Lilio is able to resample Pandas' `DataFrame` and `Series`, as well as xarray's `DataArray` and `Dataset`.

We start by importing the required libraries and generating an example Pandas Series and a DataFrame

In [None]:
import numpy as np
import xarray as xr
import pandas as pd
import lilio

time_index = pd.date_range('20171020', '20211001', freq='15d')
random_data = np.random.random(len(time_index))
example_series = pd.Series(random_data, index=time_index)
example_dataframe = pd.DataFrame(example_series.rename('data1'))
example_dataframe['data2'] = example_dataframe['data1']

example_series.head(3)

The DataFrame looks similar but has two named columns:

In [None]:
example_dataframe.head(3)

To resample we need to set up an calendar with the anchor date and frequency.
In this case we choose to use the `daily_calendar` shorthand.

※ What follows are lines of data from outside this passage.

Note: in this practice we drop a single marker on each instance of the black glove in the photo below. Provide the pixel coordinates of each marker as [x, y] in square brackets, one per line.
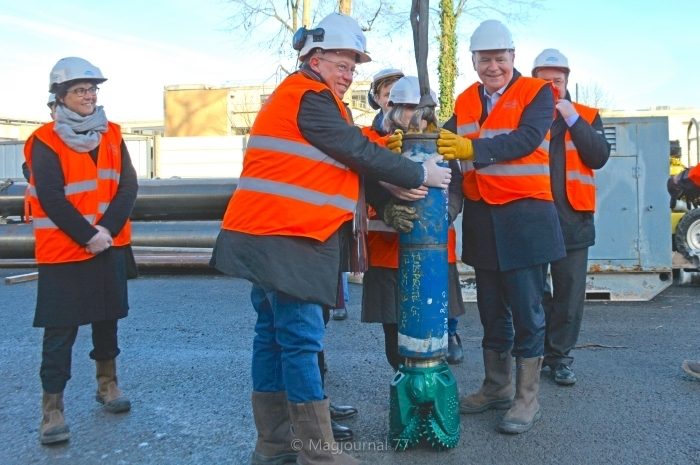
[400, 217]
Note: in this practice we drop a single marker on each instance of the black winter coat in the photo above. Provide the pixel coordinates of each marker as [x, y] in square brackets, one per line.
[577, 227]
[78, 293]
[521, 233]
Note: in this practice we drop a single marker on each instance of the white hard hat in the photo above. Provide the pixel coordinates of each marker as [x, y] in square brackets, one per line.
[551, 58]
[74, 68]
[491, 35]
[407, 91]
[385, 74]
[340, 32]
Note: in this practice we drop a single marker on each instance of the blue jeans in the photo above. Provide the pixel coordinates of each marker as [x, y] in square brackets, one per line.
[288, 337]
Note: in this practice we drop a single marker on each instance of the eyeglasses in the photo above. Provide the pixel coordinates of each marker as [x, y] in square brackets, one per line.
[81, 91]
[341, 67]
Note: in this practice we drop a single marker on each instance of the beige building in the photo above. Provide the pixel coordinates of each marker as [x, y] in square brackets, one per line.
[198, 110]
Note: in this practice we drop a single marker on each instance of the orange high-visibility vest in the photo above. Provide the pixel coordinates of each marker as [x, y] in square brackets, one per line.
[503, 182]
[694, 174]
[89, 187]
[580, 182]
[288, 187]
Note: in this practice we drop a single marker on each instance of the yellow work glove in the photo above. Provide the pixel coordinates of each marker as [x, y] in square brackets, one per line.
[395, 141]
[454, 147]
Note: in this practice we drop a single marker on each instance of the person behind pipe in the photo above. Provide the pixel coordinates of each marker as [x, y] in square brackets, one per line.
[380, 302]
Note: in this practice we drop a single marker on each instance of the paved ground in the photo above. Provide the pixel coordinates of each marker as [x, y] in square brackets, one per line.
[185, 364]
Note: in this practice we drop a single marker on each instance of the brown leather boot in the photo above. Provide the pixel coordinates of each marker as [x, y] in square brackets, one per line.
[311, 424]
[274, 444]
[53, 428]
[108, 392]
[496, 391]
[526, 408]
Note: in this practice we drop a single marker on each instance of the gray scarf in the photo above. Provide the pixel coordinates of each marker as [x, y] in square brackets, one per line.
[81, 133]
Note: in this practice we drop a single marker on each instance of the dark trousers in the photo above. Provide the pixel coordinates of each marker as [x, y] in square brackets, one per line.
[510, 308]
[321, 354]
[391, 344]
[57, 350]
[563, 307]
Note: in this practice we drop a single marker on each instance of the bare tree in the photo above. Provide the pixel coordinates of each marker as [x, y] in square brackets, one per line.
[281, 18]
[592, 94]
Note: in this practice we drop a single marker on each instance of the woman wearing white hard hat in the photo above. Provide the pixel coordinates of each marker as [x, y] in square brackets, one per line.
[82, 190]
[380, 283]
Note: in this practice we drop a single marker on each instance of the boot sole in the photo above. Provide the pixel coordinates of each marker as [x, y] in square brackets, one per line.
[493, 405]
[115, 406]
[565, 382]
[514, 428]
[690, 372]
[279, 459]
[55, 438]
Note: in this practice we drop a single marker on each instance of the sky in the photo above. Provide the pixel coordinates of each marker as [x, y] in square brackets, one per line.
[631, 56]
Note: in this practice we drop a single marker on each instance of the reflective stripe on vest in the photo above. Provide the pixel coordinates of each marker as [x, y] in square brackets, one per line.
[89, 187]
[289, 187]
[580, 181]
[500, 183]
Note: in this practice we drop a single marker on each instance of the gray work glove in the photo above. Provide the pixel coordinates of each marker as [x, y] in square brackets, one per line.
[400, 217]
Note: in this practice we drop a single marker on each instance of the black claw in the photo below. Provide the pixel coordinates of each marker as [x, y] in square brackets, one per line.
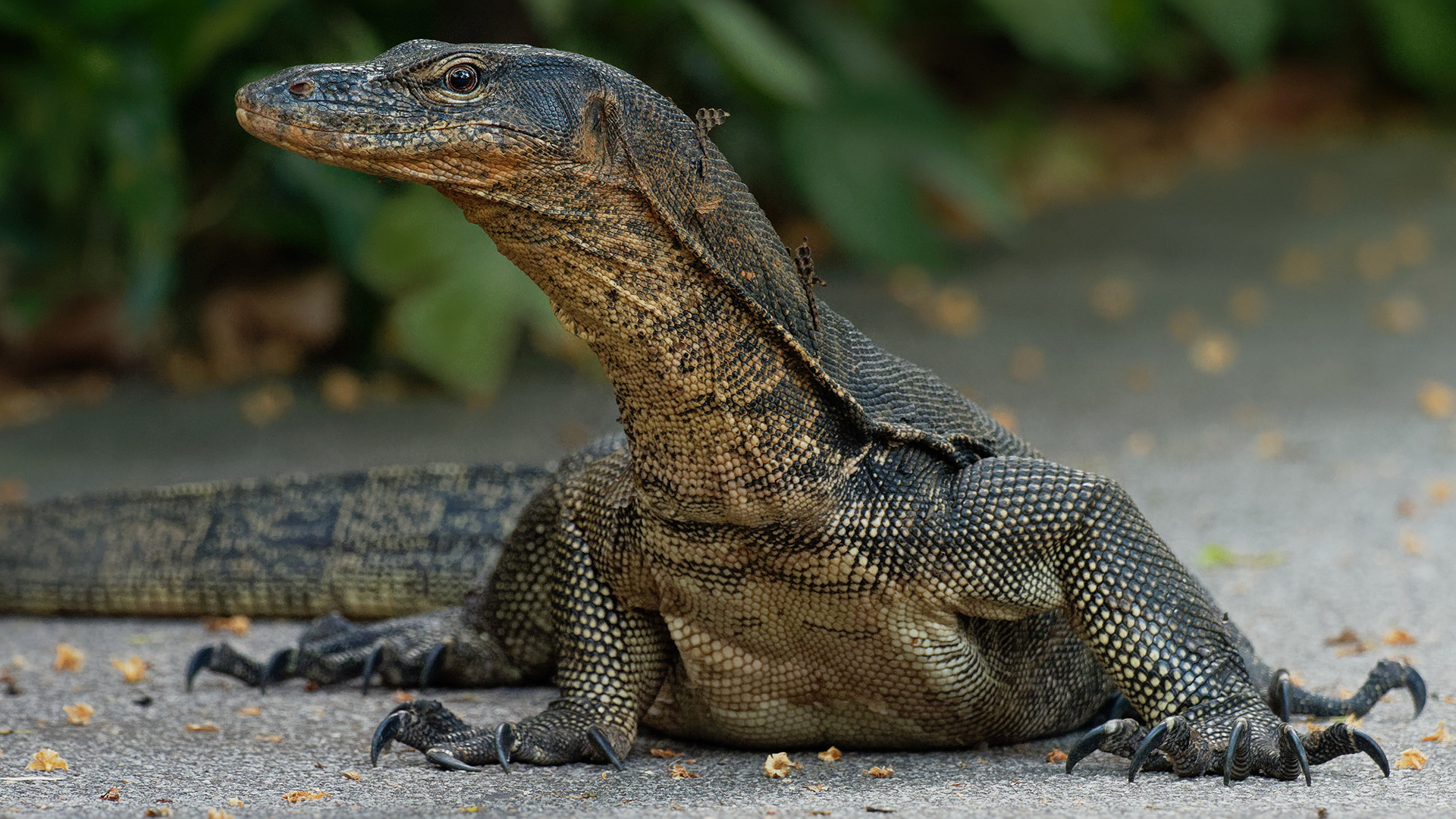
[435, 664]
[1241, 727]
[599, 738]
[1286, 694]
[1417, 689]
[1150, 742]
[1299, 751]
[383, 735]
[447, 760]
[504, 742]
[197, 664]
[275, 670]
[1091, 742]
[370, 665]
[1373, 751]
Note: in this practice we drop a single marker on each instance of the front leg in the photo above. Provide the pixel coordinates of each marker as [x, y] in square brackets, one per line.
[610, 665]
[1049, 537]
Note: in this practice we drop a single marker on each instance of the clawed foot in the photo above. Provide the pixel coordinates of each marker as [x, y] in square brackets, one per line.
[1250, 746]
[1286, 698]
[405, 651]
[570, 730]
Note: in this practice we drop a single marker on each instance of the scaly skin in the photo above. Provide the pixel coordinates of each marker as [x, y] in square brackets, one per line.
[801, 539]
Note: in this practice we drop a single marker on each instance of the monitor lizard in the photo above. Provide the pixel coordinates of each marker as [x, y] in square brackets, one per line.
[799, 538]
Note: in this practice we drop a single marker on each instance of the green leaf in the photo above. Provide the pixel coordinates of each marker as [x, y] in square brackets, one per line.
[1242, 31]
[145, 183]
[758, 50]
[1419, 39]
[459, 303]
[852, 175]
[347, 200]
[221, 27]
[1074, 34]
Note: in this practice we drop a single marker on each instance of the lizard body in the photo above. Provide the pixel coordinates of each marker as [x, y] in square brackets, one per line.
[800, 539]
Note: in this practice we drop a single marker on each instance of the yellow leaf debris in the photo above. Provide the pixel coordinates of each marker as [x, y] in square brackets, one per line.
[237, 624]
[780, 765]
[133, 670]
[1436, 400]
[47, 760]
[79, 714]
[1439, 735]
[1213, 352]
[1114, 297]
[1398, 637]
[1027, 363]
[69, 657]
[1413, 760]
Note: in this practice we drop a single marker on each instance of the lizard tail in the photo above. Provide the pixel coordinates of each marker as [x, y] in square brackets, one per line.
[375, 544]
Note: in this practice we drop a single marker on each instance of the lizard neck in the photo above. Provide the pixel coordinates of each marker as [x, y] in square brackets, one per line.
[723, 423]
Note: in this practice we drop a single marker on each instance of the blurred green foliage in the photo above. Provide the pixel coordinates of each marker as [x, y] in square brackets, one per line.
[884, 121]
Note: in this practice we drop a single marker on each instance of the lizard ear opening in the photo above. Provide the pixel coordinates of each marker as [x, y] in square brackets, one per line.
[599, 139]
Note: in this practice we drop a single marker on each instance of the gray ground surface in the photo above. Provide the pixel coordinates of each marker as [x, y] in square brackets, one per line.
[1315, 375]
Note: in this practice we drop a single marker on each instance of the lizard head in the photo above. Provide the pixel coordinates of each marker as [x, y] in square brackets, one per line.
[463, 118]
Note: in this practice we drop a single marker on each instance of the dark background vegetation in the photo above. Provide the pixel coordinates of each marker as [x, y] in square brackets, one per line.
[142, 229]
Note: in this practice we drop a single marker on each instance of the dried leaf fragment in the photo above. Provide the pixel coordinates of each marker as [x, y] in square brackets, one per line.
[1438, 400]
[133, 670]
[1027, 363]
[1114, 297]
[1213, 352]
[1398, 637]
[69, 657]
[237, 624]
[1439, 735]
[47, 760]
[1440, 490]
[1411, 758]
[79, 714]
[780, 765]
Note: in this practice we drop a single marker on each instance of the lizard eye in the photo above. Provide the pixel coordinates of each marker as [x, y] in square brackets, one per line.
[462, 79]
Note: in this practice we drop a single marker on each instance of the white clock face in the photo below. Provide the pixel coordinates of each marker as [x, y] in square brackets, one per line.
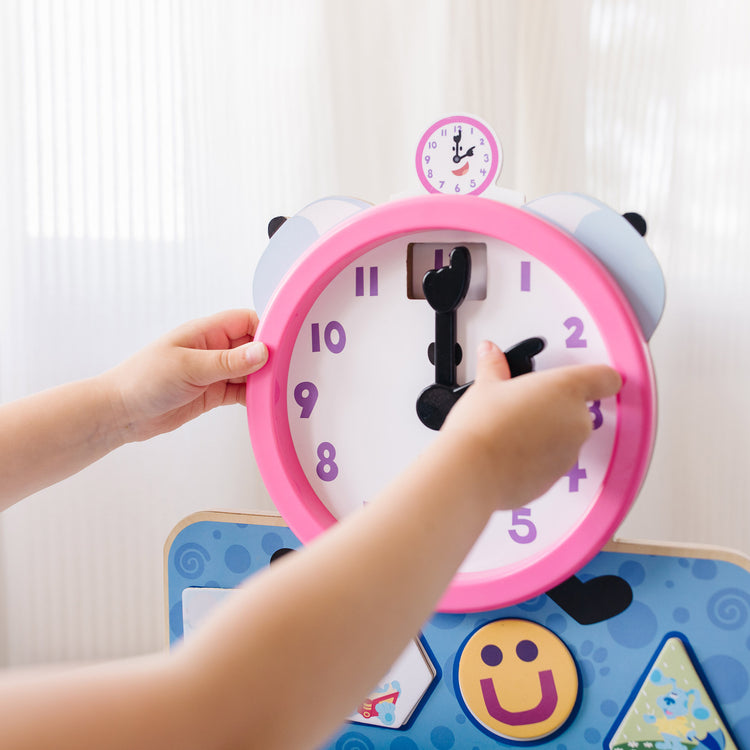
[458, 155]
[360, 362]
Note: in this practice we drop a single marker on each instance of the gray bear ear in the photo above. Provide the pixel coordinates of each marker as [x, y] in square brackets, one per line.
[274, 225]
[617, 241]
[290, 237]
[637, 222]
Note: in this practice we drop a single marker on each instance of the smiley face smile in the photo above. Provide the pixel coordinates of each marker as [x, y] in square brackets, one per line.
[541, 712]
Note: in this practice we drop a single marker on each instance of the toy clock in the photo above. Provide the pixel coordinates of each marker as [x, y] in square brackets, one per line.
[372, 317]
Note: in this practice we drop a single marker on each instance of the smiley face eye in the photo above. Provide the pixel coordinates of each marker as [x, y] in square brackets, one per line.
[492, 655]
[527, 650]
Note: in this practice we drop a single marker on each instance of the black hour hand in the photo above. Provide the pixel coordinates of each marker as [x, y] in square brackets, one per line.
[521, 356]
[438, 399]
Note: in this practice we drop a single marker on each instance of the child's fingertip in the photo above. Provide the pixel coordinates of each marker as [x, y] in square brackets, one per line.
[256, 354]
[485, 348]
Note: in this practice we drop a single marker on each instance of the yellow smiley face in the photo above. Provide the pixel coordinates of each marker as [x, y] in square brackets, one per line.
[517, 679]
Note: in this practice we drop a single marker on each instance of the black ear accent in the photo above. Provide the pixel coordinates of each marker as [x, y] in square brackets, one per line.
[637, 222]
[274, 225]
[596, 600]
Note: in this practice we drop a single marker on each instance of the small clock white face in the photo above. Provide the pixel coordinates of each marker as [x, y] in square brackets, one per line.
[361, 360]
[458, 155]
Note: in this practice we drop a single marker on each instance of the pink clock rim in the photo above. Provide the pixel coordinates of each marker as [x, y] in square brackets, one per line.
[487, 182]
[280, 325]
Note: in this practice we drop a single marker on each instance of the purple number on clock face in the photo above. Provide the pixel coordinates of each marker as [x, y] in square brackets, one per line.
[575, 340]
[521, 518]
[596, 414]
[306, 396]
[334, 337]
[327, 469]
[574, 476]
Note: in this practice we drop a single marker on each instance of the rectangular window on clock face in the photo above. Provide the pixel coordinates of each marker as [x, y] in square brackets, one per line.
[424, 256]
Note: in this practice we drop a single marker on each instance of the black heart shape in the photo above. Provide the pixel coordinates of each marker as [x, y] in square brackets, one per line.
[445, 288]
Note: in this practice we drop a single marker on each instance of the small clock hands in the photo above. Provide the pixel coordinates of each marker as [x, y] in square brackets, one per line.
[457, 155]
[445, 289]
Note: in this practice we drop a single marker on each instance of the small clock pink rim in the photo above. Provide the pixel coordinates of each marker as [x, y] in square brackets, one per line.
[267, 402]
[482, 126]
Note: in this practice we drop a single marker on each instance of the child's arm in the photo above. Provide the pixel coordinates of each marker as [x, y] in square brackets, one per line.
[283, 663]
[51, 435]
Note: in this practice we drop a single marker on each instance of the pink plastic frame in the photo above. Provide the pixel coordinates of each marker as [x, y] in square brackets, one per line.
[267, 390]
[450, 121]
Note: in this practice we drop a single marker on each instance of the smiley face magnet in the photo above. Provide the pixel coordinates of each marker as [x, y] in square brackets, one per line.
[517, 680]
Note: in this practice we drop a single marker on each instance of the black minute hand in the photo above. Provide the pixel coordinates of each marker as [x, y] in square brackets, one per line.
[444, 289]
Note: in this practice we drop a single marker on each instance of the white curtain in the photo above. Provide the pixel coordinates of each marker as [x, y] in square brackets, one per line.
[144, 145]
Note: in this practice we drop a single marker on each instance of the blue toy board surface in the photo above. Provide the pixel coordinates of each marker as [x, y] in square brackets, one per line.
[690, 614]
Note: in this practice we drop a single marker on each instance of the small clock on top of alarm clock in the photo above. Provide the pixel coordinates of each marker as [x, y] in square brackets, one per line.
[459, 155]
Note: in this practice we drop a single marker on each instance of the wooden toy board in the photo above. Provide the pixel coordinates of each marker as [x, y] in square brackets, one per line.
[684, 637]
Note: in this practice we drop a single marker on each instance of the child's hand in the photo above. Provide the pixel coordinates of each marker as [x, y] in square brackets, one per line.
[529, 430]
[198, 366]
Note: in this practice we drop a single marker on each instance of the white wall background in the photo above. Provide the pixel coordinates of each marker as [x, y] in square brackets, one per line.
[145, 144]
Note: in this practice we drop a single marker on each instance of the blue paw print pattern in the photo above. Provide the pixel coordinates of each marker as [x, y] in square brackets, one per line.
[706, 601]
[218, 554]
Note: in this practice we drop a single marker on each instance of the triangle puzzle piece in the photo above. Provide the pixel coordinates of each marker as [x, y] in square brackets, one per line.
[671, 708]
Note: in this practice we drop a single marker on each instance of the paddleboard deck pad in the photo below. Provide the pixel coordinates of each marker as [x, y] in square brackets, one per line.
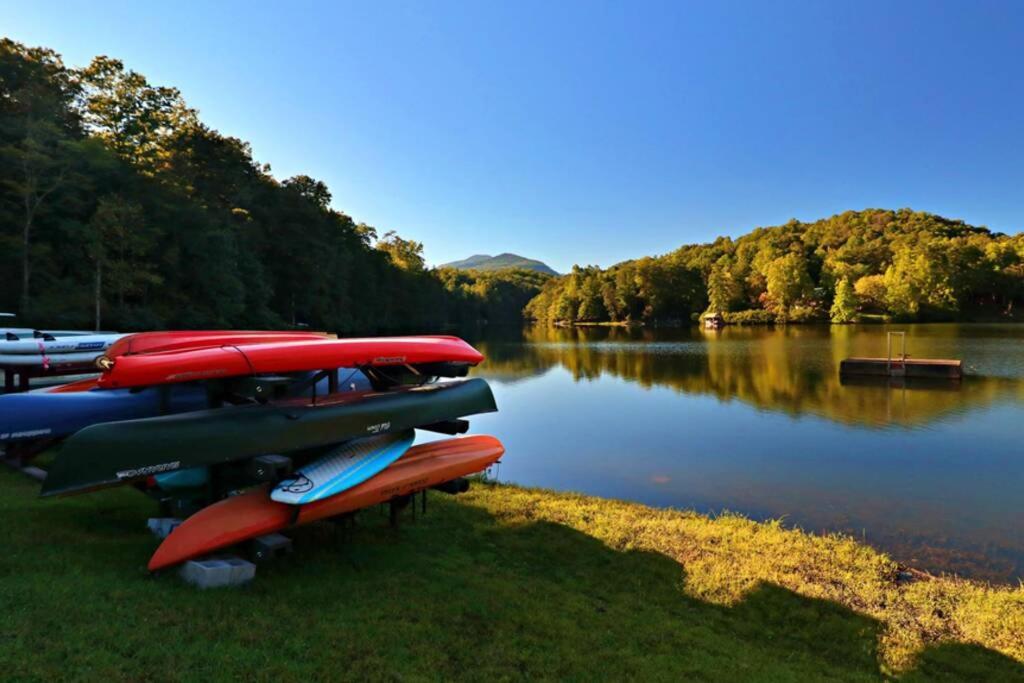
[347, 465]
[252, 514]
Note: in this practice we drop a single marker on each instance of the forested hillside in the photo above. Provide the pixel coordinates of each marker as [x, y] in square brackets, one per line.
[120, 208]
[906, 264]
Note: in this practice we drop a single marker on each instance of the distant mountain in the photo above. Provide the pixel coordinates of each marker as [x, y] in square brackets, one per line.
[500, 262]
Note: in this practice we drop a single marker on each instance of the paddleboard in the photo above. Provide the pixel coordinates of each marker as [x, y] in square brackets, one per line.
[76, 344]
[282, 357]
[239, 518]
[347, 465]
[83, 358]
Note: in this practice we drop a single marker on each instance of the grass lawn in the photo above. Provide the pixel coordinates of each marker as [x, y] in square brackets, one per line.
[501, 584]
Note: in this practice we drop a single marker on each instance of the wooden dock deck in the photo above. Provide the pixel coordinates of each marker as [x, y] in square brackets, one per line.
[921, 368]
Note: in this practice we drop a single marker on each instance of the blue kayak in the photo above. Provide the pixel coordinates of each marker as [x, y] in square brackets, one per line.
[42, 415]
[38, 415]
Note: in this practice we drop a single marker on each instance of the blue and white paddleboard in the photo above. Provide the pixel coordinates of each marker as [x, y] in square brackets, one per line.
[29, 334]
[348, 465]
[75, 344]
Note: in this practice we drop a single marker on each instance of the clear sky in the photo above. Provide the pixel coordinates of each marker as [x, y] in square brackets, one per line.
[592, 132]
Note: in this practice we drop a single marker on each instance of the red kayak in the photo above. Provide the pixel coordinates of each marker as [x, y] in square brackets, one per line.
[278, 357]
[249, 515]
[152, 342]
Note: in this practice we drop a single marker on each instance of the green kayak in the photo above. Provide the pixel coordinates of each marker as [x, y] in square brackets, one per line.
[116, 453]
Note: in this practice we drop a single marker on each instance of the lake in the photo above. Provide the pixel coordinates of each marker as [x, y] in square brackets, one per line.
[756, 420]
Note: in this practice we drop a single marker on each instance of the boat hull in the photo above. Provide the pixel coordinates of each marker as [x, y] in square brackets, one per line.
[252, 514]
[117, 453]
[282, 357]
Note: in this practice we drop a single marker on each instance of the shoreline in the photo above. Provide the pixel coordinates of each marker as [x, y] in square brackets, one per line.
[725, 557]
[508, 582]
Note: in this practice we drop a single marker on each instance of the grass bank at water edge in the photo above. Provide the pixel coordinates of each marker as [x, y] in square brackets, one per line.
[503, 583]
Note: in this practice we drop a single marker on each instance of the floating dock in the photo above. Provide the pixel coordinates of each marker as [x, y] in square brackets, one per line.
[898, 365]
[942, 369]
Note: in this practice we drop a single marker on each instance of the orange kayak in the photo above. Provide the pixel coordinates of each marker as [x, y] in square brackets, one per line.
[252, 514]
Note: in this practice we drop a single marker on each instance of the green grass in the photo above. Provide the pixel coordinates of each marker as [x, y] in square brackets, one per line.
[501, 584]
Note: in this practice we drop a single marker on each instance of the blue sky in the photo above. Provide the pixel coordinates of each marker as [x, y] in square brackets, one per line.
[593, 132]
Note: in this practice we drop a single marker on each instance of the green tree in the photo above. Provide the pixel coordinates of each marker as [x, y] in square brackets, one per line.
[134, 118]
[120, 249]
[787, 282]
[721, 287]
[844, 308]
[407, 254]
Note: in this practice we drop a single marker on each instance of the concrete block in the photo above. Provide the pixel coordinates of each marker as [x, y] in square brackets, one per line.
[218, 571]
[162, 526]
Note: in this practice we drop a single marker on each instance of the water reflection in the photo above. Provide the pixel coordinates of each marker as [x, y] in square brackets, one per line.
[791, 370]
[756, 420]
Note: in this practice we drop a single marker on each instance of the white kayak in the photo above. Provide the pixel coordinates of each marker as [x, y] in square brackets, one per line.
[59, 345]
[45, 360]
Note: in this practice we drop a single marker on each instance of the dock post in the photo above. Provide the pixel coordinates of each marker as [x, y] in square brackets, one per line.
[899, 369]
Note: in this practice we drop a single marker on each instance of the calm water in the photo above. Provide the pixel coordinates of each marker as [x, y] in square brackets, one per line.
[757, 421]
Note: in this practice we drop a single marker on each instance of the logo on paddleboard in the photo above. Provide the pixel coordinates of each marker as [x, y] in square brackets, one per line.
[379, 428]
[300, 484]
[150, 469]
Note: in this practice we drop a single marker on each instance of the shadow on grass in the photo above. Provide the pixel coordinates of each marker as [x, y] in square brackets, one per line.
[452, 595]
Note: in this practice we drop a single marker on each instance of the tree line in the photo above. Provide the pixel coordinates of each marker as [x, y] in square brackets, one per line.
[901, 264]
[120, 208]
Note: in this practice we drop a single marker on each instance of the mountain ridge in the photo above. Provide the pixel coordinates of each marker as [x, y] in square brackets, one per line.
[503, 261]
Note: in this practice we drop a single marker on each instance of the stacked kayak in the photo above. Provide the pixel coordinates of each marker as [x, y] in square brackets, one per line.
[306, 426]
[50, 352]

(Passing `max_lag` is optional, as well as `allow_overlap`, but this will allow us to demonstrate that resampling works even when intervals overlap)

In [None]:
calendar = lilio.daily_calendar(
    anchor="10-15",
    length='90d',
    n_precursors=4,
    allow_overlap=True
)
calendar.map_years(2018, 2020)
calendar.visualize()

Next we pass the example data to the `resample` function. This requires a mapped calendar and the input data.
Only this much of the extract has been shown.